De Palma's choice, really all of Hollywood's choice, is to judge the military, judge the Iraq mission and judge America with a "realistic" eye. This is an interesting perspective. Other "realities" include soldiers who sacrifice themselves, soldiers who save babies, soldiers who save dogs, soldiers who befriend former enemies. The war is a complex tapestry, all of it real, some ugly and some beautiful. The Left sees the ugly and believes they see the truth. But while it may be real, it can't be said that it's true, because truth is a whole picture--the good and the evil.
It is especially easy to see the evil. It takes no special gift to portray the wretched and shocking and call it art. The Anchoress says:
Mostly this “offensive” art seems juvenile to me - it feels like the sort of stuff you come up with when you’re 14, or at least the stuff I would have come up with when I was 14. Daring? No. It’s actually as safe as denouncing Bush, because Christians do not riot or separate heads from bodies simply because someone drew a picture. This stuff is not edgy, just rather pedestrian.It's safe depicting those who protect you because you feel safe in the comforting arms of democracy and artistic freedom. No government agent will take your art and destroy it. No jack boot will be at your back.
Along these lines, I was reading G. K. Chesterton today. This time Heretics. Again, I'm delighting in his humorous skewering of modern thought. The progressives are nothing if not predictable. Chesterton wrote Heretics in 1905 and his arguments are as fresh during this murky post-modern mushy headedness today as they were then. Chapter two is titled The Negative Spirit. Does anything so describe Western Leftists as a "negative spirit"? No. Chesterton says this:
The tradition of calling a spade a spade starts very early in our literature and comes down very late. But the truth is that the ordinary honest man, whatever vague account he may have given of his feelings, was not either disgusted or een annoyed at the candour of the moderns. What disgusted him, and very justly, was not the presence of a clear realism, but the absence of a clear idealism.It's not the realism of De Palma's film that will be objectionable, for the facts he presents may well be the real ones (that remains to be demonstrated, however; Hollywood and the media in general excels at sins of omission). What I already object to, without having seen the film, is that in the totality of truth portraying only one factual story becomes, in essence, a lie.

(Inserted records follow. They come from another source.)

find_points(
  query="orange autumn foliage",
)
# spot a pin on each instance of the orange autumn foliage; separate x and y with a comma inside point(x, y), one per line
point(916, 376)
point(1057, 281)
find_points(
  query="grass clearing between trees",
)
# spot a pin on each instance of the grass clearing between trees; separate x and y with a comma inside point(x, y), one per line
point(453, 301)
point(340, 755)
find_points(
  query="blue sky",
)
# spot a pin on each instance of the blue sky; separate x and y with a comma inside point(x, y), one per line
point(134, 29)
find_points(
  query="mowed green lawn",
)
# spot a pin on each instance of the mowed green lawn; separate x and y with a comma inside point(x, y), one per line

Hollywood and a huge segment of the media seem determined not to see the truth but to see one reality. It is a narrative and parts of it are real, but it's not the truth. The truth is revealed by seeing the whole not just one small part.
If Hollywood and the media want to be viewed with respect again, perhaps they would consider telling the whole truth.
UPDATE: Roger Simon weighs in:
So why would DePalma choose to tell this story now?There are many films, real and truthful, that haven't been made.
Propaganda, of course. But there's a bit more. We are all creatures of our times and of our great successes. This is perfectly human. DePalma, quintessentially a man of my generation, equates Iraq with Vietnam not just because he may think they are the same (ridiculous as that is) but because Vietnam made him the man he is today. In other words, he was able to live a fantastic Hollywood life (even with the normal vicissitudes),including the fancy houses, cars, women, etc., by being a "groovy" man of his generation - militantly opposed to Vietnam War and for all traditional PC things. Why change? Indeed, why not drill down further into the old well when things aren't as they once were. Why think about the specifics of the current situation or about history? They would only disrupt personal progress.
Glenn Reynolds comments:
HOW ABOUT A MOVIE WHERE HOLLYWOOD FILMMAKERS TAKE MONEY FROM AMERICA'S ENEMIES TO UNDERMINE MORALE? It wouldn't be any more dishonest than Brian de Palma's latest.The truth? Hollywood can't handle the truth! How ironic that Jack Nicholson's A Few Good Men character displayed the sneering contempt of a corrupt military commander when the character more rightly embodies Hollywood's contempt for all things moral and military.